There is to be a "retail precinct", which the planners sensibly put exactly where private enterprise has already established the "Restart Mall" of shops and coffee bars artfully accommodated in shipping containers.

There we met the man the Government hired to make all this happen. Roger Sutton projects himself as a supremely calm, laid-back sort of character, qualities ideal in a crisis. As the head of the city's power supply company he quickly got the lights back on after the earthquakes. But he struck me as a little too laid-back for the recovery.

After all this time we shouldn't be hearing, "what we have to do ..."; we should see him doing it.

If property owners need anchor projects to entice them to rebuild in the city centre, they probably need more than a site designation.

As soon as the plan was published this week, reporters asked who would pay for the work. Somebody quickly worked out that the City Council could raise the seed capital by selling some assets, especially shares in its airport, recently and splendidly renovated.

All this assumes the big shakes are over. It has been seven months since the last magnitude 6. If insurers are willing, the city is ready. Let's see what happens.

By John Roughan
roger e (New Zealand) | 01:35PM Saturday, 04 Aug 2012
What is overlooked is the further blow to Christchurch city landowners, who in a move more reminiscent of Communist China, will have their land and any remaining buildings forcibly appropriated for the Plan.
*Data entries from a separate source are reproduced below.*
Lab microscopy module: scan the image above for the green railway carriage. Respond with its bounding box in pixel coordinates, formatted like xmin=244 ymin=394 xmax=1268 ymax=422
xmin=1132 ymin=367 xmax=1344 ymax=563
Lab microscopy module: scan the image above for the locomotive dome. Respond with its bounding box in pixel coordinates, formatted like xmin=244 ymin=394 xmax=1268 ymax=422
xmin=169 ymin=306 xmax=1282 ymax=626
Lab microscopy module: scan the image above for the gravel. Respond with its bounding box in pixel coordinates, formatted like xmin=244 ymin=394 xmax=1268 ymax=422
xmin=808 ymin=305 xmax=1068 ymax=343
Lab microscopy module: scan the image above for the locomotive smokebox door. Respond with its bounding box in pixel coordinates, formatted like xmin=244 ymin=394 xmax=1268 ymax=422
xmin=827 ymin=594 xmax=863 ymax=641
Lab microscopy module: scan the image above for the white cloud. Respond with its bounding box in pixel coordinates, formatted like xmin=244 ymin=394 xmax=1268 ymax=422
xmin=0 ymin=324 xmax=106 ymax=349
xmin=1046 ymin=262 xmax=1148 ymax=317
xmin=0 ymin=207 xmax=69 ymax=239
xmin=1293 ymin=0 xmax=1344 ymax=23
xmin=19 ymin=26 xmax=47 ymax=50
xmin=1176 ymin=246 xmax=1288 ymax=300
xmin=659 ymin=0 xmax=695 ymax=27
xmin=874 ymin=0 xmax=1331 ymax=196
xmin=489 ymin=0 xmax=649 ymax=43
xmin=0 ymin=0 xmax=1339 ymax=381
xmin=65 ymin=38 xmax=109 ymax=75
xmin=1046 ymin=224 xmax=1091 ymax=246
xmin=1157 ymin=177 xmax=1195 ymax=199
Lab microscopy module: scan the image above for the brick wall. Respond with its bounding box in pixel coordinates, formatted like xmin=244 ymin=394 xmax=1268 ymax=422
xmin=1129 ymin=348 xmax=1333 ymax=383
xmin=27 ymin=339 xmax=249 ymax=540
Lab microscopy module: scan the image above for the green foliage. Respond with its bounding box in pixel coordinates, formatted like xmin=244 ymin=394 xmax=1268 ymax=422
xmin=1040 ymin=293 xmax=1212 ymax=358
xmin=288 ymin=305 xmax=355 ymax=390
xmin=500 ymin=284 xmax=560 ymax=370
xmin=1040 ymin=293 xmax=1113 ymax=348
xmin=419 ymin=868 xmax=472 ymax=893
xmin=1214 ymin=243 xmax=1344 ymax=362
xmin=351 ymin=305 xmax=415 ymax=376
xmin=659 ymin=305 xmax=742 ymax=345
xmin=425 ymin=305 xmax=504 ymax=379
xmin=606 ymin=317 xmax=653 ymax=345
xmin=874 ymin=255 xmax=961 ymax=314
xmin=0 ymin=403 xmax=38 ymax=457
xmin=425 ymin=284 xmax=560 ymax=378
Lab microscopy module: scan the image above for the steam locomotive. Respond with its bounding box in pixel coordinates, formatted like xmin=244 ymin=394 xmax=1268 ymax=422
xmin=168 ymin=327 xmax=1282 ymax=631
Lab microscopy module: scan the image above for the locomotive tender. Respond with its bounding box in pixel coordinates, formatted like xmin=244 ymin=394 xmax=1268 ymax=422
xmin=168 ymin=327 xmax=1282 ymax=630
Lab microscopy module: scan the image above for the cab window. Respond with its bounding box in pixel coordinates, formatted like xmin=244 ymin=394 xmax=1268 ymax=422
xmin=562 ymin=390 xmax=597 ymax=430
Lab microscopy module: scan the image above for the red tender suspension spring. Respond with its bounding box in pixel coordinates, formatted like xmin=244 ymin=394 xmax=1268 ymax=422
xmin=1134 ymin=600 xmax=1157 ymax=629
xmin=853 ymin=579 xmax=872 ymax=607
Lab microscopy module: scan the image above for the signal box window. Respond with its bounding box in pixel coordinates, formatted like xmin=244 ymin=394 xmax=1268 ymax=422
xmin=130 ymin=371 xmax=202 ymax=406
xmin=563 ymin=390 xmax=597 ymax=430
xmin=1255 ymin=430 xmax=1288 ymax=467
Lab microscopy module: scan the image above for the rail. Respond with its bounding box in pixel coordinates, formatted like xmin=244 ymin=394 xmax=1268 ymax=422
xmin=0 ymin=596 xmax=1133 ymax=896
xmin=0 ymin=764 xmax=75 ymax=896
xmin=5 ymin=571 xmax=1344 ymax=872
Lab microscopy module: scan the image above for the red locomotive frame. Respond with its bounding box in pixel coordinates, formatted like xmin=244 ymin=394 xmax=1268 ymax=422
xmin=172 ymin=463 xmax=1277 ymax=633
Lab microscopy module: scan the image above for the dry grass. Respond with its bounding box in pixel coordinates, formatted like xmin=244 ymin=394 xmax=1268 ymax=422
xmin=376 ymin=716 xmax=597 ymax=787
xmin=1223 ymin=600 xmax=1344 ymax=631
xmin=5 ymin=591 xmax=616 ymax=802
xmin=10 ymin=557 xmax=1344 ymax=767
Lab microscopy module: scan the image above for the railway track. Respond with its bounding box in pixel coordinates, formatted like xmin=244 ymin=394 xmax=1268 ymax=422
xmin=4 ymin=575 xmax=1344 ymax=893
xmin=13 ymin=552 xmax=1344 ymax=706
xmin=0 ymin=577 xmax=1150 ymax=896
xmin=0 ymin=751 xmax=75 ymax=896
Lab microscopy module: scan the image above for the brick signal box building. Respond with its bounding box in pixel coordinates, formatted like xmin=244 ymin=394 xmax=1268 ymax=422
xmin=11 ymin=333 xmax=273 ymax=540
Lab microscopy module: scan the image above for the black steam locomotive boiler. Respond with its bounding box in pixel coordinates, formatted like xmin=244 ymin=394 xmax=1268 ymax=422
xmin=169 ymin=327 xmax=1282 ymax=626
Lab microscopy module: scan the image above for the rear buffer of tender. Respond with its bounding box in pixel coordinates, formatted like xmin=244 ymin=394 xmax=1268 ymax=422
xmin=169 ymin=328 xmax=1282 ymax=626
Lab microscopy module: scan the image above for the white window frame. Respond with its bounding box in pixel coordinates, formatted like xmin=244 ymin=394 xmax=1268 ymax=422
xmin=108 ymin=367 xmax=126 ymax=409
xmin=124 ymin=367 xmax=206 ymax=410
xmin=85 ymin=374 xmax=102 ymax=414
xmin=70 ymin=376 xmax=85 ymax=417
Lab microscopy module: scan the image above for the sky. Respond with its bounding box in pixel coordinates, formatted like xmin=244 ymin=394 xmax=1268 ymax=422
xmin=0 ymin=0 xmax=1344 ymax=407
Not only have they been locked out of their own premises by the red zone cordon, not only have they had the ignominy of having earthquake damage added to by the authorities in the form of compulsory demolition with no right of salvage or of protest,for which THEY have been charged, not only have they suffered loss of rental imcume during the exclusions, and the consequent drop in land value, but now they are being shut out from any benefits of the rejuvenation, by having their lands taken from them at market value at a time when the market value has been deprressed both by nature and by the actions of the authorities.

Big corporations including Ngaitahu are being consulted in the planning process, but the smaller historical landowners have been shut out of the planning process.

Who will own the land in the new plan? Who will benefit? Certainly not the landowning citizens of Chch who have effectively been shafted.
There is a darker, uglier side to the Christchurch story.
Bruce C (Queensland) | 01:35PM Saturday, 04 Aug 2012
Brownlee does not look like a "man of action" to me.
Gandalf (St Heliers) | 01:36PM Saturday, 04 Aug 2012
I do agree that the plan for the cbd looks pretty good, but I hardly think a convention centre or giant stadium is a priority or centrepiece. These can be expensive white elephants, the best centrepiece a city can have is nice open space courtyards for pedestrians, like Europes cities.

You also havent asked the tough questions about the slow progress with insurance claims. I feel you are tending to use your columns to subtly promote the government.